Alpha-synuclein (α-syn) is a neuronal protein responsible for regulating synaptic vesicle trafficking. α-syn is frequently expressed in various brain tumors and melanoma [53], and its up-regulation has been linked to aggressive phenotypes of meningiomas [54]. Moreover, loss of α-syn results in dysregulation of iron metabolism and suppression of melanoma tumor growth [55]. Oncogenic activation of synuclein contributes to the cancer development by promoting tumor cell survival via activation of JNK/caspase apoptosis pathway and ERK, and by providing resistance to certain chemotherapeutic drugs [56], suggesting synuclein as a new therapeutic target for future treatment to overcome resistance to certain chemotherapeutic. ADP-ribosylation factor 6 (ARF6) governs the trafficking of bioactive cargos to tumor-derived microvesicles (TMVs) which comprise a class of extracellular vesicles released from tumor cells that facilitate communication between the tumor and the surrounding microenvironment [57]. Invasive tumor cells shed TMVs containing bioactive cargo and utilize TMVs to degrade extracellular matrix during cell invasion [58]. Indeed, several studies have suggested a correlation between ARF6 expression and invasion and metastasis of multiple cancers [59], [60], suggesting that antagonistic ARF6 signaling can dictate TMV shedding and the overall mode of invasion. Insulin, a signaling molecule that controls systemic metabolic homeostasis, can be seen as enabling tumor development by providing a mechanism for PI3K activation and enhanced glucose uptake [61], [62], and plays a role in cytotoxic therapy response [63]. RAS-related protein RalA is a member of the Ral family, and the RalA pathway contributes to anchorage independent growth, tumorigenicity, migration, and metastasis [64], [65]. In conclusion, the link between genes implicated for multiple drugs and the pathways mentioned above that play different roles in cancer may point to shared mechanisms of action among different anti-cancer drugs. We also performed a similar pathway enrichment analysis for genes implicated for each drug separately and the results are provided in Table S6.

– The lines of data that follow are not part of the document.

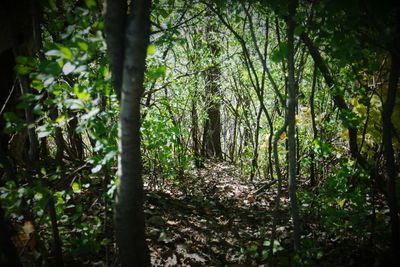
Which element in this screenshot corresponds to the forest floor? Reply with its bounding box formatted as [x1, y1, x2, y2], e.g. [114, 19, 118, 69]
[141, 162, 384, 266]
[145, 160, 282, 266]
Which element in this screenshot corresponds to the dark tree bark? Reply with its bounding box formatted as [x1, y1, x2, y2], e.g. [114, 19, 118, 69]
[106, 0, 151, 266]
[287, 0, 300, 250]
[382, 47, 400, 258]
[0, 203, 22, 267]
[203, 25, 222, 159]
[310, 64, 318, 187]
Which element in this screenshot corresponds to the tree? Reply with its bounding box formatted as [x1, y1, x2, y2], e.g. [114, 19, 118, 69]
[106, 0, 151, 266]
[286, 0, 300, 250]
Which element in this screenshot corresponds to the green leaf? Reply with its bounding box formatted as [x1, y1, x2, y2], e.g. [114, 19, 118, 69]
[62, 61, 76, 75]
[270, 43, 288, 62]
[74, 86, 90, 100]
[85, 0, 97, 9]
[31, 80, 44, 92]
[147, 66, 167, 80]
[294, 25, 304, 36]
[72, 182, 81, 193]
[147, 44, 156, 56]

Functional validation confirms the role of TINDL-identified genes in response to tamoxifen

We sought to evaluate the drug response-predictive ability of top identified genes by TINDL, both computationally and experimentally. We focused on tamoxifen due to the good prediction performance of TINDL for this drug (AUROC = 0.92, P = 1.14E−3 for Mann–Whitney U test). First, using only top implicated genes for this drug (n = 136 based on the threshold identified by kneedle), we observed a consistently high value of AUROC and a significant Mann–Whitney U test P value (Figure 4A, AUROC = 0.89, P = 2.32E−3). Next, we reduced the number of genes for the model to only top 20 and observed that AUROC remains high even with this small number of genes (Figure 4A, AUROC = 0.90, P = 1.65E−3). This shows that even a small panel of 20 genes can be used to predict the CDR of this drug, suggesting potential clinical applications in precision medicine for these small panels of genes.

Figure 4.

Figure 4

Top genes identified for tamoxifenresponseand their functional validation

A. The ROC curves for tamoxifen when different number of genes were used for CDR prediction. TINDL utilized the GEx values of all genes (AUROC = 0.92), whereas TINDL-top20 (AUROC = 0.90) and TINDL-kneedle (AUROC = 0.83) assigned a value of 0 to all genes except for top 20 and top genes identified by kneedle, respectively. B. Tamoxifen dose–response curves corresponding to the siRNA knockdown of RPS6 and RPL13 in MCF7 cells. Cytotoxicity assays were performed using technical triplicate experiments with three wells per drug concentration. Knockdown efficiency was assessed by qRT-PCR using three technical replicates (Table S8). The dose–response curves for all genes are provided in Figure S9. C. Tamoxifen dose–response curves corresponding to the siRNA knockdown of RPS6 and RPL13 in T47D cells. Cytotoxicity assays were performed using technical triplicate experiments with three wells per drug concentration. Knockdown efficiency was assessed by qRT-PCR using three technical replicates (Table S8). The dose–response curves for all genes are provided in Figure S10. All P values are calculated using an extra sum-of-squares F test. ROC, receiver operating characteristic; AUROC, area under the receiver operating characteristic curve; GEx, gene expression; qRT-PCR, quantitative real-time polymerase chain reaction; NC, negative control; mRNA, messenger RNA; siRNA, small interfering RNA.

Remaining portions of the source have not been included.